The panel of judges at the Jayawijaya District Court in Wamena has sentenced Polish defendant, Jakub Skrzypksi, to five years imprisonment. His Papuan companion and co-defendant, Simon Magal, was sentenced to four years. According to the judges, both men had been proven guilty, fulfilling the legal prerequisites for treasonous acts as stipulated in article 106 of the Indonesian Criminal Code KUHP. The public prosecution, represented through Ms Febiana Wilma Sorbu, had earlier demanded an imprisonment sentence of ten years.

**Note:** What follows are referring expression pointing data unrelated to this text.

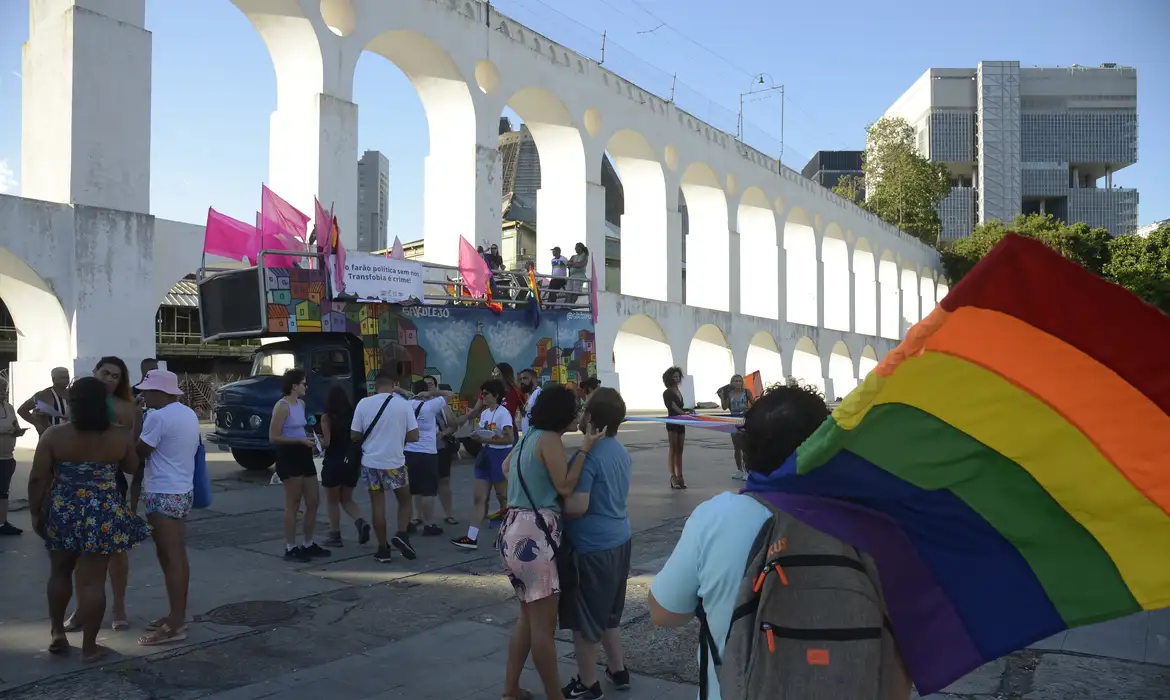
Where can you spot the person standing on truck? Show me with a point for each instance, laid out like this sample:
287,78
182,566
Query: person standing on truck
339,477
295,467
383,425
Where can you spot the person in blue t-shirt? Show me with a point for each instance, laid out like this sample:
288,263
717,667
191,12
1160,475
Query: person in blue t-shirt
597,526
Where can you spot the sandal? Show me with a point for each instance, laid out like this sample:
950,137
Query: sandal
163,635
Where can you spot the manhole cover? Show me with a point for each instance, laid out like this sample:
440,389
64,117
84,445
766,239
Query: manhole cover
252,613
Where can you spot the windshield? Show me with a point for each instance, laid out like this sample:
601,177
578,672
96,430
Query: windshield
274,363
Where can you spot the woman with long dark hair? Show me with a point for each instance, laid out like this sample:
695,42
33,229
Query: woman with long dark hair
675,434
337,478
295,467
82,517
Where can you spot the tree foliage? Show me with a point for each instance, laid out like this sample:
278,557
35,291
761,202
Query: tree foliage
902,187
1141,265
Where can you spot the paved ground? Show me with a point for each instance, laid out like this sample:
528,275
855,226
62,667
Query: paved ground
436,628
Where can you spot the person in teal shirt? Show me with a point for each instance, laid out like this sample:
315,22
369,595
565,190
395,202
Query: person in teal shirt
597,527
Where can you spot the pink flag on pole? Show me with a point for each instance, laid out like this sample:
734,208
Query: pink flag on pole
592,289
473,268
229,238
281,217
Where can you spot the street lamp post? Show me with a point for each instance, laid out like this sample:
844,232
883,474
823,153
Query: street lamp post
769,87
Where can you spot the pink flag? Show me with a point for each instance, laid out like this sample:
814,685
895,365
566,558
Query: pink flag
592,289
473,268
229,238
281,217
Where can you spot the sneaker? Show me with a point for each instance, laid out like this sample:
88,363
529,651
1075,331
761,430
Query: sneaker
576,688
315,551
465,542
404,546
620,679
295,555
363,528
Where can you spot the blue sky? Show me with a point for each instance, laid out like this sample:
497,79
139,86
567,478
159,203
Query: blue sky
842,64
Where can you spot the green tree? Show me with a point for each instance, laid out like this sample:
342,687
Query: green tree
851,187
902,187
1142,265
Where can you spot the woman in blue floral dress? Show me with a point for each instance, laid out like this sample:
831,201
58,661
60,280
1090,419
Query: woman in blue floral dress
82,516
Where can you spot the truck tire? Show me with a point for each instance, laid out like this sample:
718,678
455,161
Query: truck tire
254,460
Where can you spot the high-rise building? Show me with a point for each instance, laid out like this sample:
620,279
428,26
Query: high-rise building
373,200
1029,139
827,167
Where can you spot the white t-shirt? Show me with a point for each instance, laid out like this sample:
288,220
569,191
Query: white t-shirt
496,420
428,425
173,432
383,450
528,410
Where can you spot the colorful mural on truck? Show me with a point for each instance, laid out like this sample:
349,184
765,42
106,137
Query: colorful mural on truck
459,344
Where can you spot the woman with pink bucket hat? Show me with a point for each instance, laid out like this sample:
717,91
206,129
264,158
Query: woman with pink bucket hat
169,443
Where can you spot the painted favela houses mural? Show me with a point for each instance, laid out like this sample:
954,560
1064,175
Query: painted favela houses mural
460,344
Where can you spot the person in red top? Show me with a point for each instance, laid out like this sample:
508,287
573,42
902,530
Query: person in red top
514,402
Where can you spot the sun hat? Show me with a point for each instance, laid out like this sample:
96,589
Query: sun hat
160,381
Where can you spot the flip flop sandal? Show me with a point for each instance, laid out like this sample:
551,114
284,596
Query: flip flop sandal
164,635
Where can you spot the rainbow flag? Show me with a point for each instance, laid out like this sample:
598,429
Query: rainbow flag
1006,466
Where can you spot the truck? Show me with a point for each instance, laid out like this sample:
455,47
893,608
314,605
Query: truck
343,340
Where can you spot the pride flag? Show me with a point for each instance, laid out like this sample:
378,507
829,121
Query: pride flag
1012,454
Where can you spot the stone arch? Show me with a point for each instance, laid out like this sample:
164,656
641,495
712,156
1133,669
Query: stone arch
800,267
867,362
927,292
865,289
888,287
561,198
757,255
448,171
644,222
707,215
764,356
709,362
909,289
806,366
834,255
641,352
840,370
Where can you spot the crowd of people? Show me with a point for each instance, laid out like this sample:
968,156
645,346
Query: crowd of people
104,448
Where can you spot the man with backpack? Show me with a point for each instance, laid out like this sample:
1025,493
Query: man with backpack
785,611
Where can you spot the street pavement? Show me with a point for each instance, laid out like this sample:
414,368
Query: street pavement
352,629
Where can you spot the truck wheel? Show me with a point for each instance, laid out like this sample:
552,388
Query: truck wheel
254,460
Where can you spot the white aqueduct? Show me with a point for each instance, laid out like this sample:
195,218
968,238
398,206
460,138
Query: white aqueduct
783,276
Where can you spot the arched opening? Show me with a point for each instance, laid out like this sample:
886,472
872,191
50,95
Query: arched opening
834,255
927,293
867,362
909,297
36,328
707,217
642,219
438,171
640,355
890,297
806,364
764,356
800,267
865,289
709,362
551,185
840,371
757,255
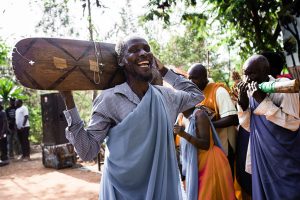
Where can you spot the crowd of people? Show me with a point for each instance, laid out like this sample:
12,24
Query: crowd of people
14,132
233,144
229,149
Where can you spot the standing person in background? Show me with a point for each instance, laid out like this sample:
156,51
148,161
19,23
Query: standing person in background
207,170
22,122
273,122
217,99
12,136
3,139
137,120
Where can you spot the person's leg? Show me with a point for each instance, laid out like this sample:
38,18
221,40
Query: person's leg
10,143
22,141
25,134
16,143
231,158
3,149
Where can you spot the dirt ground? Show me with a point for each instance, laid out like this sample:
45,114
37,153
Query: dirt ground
32,181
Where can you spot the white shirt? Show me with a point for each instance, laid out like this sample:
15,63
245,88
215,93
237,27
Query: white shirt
226,108
20,114
280,108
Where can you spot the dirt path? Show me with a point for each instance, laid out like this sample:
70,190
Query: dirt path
32,181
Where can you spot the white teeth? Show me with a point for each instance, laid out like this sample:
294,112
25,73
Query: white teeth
145,66
143,62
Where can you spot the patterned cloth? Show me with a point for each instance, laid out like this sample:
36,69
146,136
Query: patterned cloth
208,174
140,158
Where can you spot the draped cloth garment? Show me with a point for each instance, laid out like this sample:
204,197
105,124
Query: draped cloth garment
208,174
275,158
140,160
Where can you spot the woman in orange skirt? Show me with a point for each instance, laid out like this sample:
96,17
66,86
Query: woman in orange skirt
208,174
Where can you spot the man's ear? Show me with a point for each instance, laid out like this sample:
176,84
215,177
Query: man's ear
121,62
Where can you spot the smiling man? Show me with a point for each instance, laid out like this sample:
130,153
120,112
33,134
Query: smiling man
136,119
273,123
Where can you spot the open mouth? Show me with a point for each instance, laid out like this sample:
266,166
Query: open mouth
144,64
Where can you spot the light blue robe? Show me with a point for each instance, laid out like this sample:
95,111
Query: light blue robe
140,160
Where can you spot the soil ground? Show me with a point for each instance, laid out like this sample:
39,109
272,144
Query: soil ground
30,180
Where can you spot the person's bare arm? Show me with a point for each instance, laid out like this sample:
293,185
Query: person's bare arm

The defendants’ lawyers, Mrs Anum Siregar and Mr Aloisius Renwarin, assessed that the verdict did not reflect the facts and the evidence presented during the trial. They considered the sentences as disproportionately high, arguing that similar treason trials during past years resulted into sentences of only three years and lower. Simon Magal and Jakub Skrzypski announced they will appeal against the verdict.
Jakub Skrzypski wrote a public letter in response to the verdict, which was published in the Papuan news outlet Tabloid Jubi. Skrzypski asserted his innocence regarding the allegations of treason against him and rejected the trial as well as the verdict against him. He argued that the police had fabricted the treason charges agsinst him, incriminating him of being a weapon trader.
According to Skrzypski, important witnesses who were able to exonerate him had been intimidated while others had been forced during police detention to incriminate him as weapon dealer. The police statement was later used as evidence, although the witness refused to make a testimony at court. Jakub Skrzypski compared his situation with that of the French journalists Thomas Charles Dandois and Valentine Bourrat (see image on the right), or Swiss journalist Oswald Iten, who had been arrested in 2014 and 2000. While these foreign journalists had been deported for violation of the immigration law, the Indonesian authorities were using his case to set an example for any foreigner engaging with Papuans opposing the Indonesian government. He argued that the authorities had not raised criminal charges against the journalists, considering the diplomatic consequences from influential countries such as France and Switzerland.